Erste Lösungen für KI-gestützte Anamnese (digitale Pflegeaufnahme) oder intelligente Suchfunktionen wurden auf Fachmessen vorgestellt und stießen auf großes Interesse.
Diese smarten Assistenten helfen, Dokumentationsaufwand und Bürokratie zu reduzieren, sodass Pflegekräfte mehr Zeit für die direkte Arbeit am Menschen gewinnen – ein zentrales Ziel bei allen Digitalisierungsinitiativen. Dabei wird der anfängliche KI-Hype zunehmend realistisch eingeschätzt: Viele Anbieter und Einrichtungen loten nun praxisnahe Anwendungsfälle aus, um tatsächlichen Mehrwert zu schaffen, anstatt auf bloße Schlagworte zu setzen. über 100 Ausstellende präsentieren auf der ALTENPFLEGE 2026 ihre IT-Lösungen in der Halle 6 „IT & Management“.
Vernetzte Pflege dank Telematik
Ein Megatrend ist die stärkere Vernetzung der Pflege mit dem Gesundheitswesen.
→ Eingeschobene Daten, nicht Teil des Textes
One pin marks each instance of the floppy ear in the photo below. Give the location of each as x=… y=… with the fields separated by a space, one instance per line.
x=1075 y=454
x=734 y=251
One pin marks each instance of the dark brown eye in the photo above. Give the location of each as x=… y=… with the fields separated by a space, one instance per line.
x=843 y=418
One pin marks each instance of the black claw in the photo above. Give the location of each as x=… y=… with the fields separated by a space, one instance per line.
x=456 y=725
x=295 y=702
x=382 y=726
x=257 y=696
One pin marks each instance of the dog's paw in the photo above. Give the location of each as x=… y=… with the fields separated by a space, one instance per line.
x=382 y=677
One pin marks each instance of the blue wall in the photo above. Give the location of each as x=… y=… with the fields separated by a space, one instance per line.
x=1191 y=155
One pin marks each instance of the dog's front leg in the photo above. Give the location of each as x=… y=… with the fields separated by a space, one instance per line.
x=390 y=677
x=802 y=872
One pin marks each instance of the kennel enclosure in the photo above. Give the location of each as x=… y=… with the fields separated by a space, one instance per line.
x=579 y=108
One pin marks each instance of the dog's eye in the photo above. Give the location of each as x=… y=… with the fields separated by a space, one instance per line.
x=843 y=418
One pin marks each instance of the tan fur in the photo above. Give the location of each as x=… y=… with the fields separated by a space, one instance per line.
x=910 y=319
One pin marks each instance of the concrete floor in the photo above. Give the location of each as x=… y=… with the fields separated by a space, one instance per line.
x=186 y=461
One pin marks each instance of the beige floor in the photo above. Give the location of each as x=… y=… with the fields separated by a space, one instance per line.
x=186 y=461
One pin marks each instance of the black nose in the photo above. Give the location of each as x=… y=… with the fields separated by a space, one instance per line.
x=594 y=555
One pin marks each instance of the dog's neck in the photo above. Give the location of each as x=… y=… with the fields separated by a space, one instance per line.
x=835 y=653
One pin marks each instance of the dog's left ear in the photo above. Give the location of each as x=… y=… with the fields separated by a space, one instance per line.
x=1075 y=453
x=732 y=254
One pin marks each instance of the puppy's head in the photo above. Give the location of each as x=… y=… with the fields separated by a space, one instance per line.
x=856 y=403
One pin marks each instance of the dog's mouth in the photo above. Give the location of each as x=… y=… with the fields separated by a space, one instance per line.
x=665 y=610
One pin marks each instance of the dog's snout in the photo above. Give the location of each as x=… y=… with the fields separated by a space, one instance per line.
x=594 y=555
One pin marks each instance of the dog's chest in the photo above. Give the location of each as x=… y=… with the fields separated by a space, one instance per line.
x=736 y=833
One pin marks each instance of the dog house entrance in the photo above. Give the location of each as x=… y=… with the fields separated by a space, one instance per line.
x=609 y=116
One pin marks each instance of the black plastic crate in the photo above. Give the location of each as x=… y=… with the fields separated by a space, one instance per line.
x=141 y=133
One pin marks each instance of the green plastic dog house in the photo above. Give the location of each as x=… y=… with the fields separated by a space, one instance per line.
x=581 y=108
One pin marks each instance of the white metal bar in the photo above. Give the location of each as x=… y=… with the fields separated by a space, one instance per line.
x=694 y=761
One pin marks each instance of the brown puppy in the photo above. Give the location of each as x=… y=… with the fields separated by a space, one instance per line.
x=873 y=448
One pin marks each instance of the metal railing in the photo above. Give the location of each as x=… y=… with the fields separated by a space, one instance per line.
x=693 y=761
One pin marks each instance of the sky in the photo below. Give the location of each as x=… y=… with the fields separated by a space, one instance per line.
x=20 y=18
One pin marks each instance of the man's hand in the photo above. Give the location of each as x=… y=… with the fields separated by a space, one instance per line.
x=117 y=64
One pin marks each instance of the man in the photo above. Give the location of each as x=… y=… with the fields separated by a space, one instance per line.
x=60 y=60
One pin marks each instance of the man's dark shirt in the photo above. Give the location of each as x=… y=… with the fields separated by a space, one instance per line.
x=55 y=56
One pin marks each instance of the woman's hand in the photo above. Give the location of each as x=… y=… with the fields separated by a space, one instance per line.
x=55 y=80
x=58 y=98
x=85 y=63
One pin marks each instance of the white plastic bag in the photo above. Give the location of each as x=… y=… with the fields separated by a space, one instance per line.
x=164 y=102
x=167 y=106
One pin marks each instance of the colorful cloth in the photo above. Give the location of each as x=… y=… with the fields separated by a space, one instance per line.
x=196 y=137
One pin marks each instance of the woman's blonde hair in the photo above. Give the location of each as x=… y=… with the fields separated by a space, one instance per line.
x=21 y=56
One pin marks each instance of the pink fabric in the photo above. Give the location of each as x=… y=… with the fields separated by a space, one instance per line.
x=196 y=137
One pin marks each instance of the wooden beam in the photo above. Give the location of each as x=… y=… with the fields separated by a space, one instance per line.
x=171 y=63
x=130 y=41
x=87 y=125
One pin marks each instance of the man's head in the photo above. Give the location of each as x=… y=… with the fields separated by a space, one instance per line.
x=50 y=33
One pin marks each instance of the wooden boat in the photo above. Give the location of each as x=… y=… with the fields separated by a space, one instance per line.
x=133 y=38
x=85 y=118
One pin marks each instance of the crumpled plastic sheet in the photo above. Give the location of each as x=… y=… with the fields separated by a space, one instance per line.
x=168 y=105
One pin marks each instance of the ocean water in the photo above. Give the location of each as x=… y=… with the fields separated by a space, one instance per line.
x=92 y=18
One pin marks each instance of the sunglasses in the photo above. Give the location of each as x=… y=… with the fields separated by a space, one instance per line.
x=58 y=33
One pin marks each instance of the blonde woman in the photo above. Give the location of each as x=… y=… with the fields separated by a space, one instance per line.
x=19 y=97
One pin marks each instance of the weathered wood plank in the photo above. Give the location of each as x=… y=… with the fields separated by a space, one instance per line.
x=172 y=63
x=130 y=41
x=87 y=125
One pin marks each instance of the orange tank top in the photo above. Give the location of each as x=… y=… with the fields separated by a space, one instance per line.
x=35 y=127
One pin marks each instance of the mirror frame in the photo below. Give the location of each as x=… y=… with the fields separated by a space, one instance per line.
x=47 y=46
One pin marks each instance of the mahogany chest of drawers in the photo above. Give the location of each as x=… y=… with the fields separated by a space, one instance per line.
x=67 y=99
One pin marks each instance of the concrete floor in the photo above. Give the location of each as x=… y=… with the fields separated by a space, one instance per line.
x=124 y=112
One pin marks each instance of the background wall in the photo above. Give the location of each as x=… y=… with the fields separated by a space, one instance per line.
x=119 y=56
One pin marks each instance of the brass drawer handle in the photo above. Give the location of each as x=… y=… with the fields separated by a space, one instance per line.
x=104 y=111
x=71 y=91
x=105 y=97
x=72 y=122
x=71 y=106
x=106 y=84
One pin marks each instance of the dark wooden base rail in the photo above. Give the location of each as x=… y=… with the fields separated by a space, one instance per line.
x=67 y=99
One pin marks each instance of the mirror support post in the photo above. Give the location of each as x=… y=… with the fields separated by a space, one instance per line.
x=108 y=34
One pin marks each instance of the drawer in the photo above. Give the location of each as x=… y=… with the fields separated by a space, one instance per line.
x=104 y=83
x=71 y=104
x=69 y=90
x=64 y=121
Telematikinfrastruktur (TI) lautet hier das Stichwort: Seit dem 1. Juli 2025 sind ambulante und stationäre Pflegeeinrichtungen gesetzlich an die TI anzubinden. Über dieses gesicherte digitale Gesundheitsnetz können Pflegedienste sicher mit Ärzten, Apotheken und Krankenhäusern kommunizieren. In der Praxis bedeutet das unter anderem Zugriff auf die elektronische Patientenakte (ePA), den digitalen Medikationsplan und künftig auch elektronische Verordnungen und Abrechnungen. Die neuen Möglichkeiten der Vernetzung erleichtern das Überleitungsmanagement...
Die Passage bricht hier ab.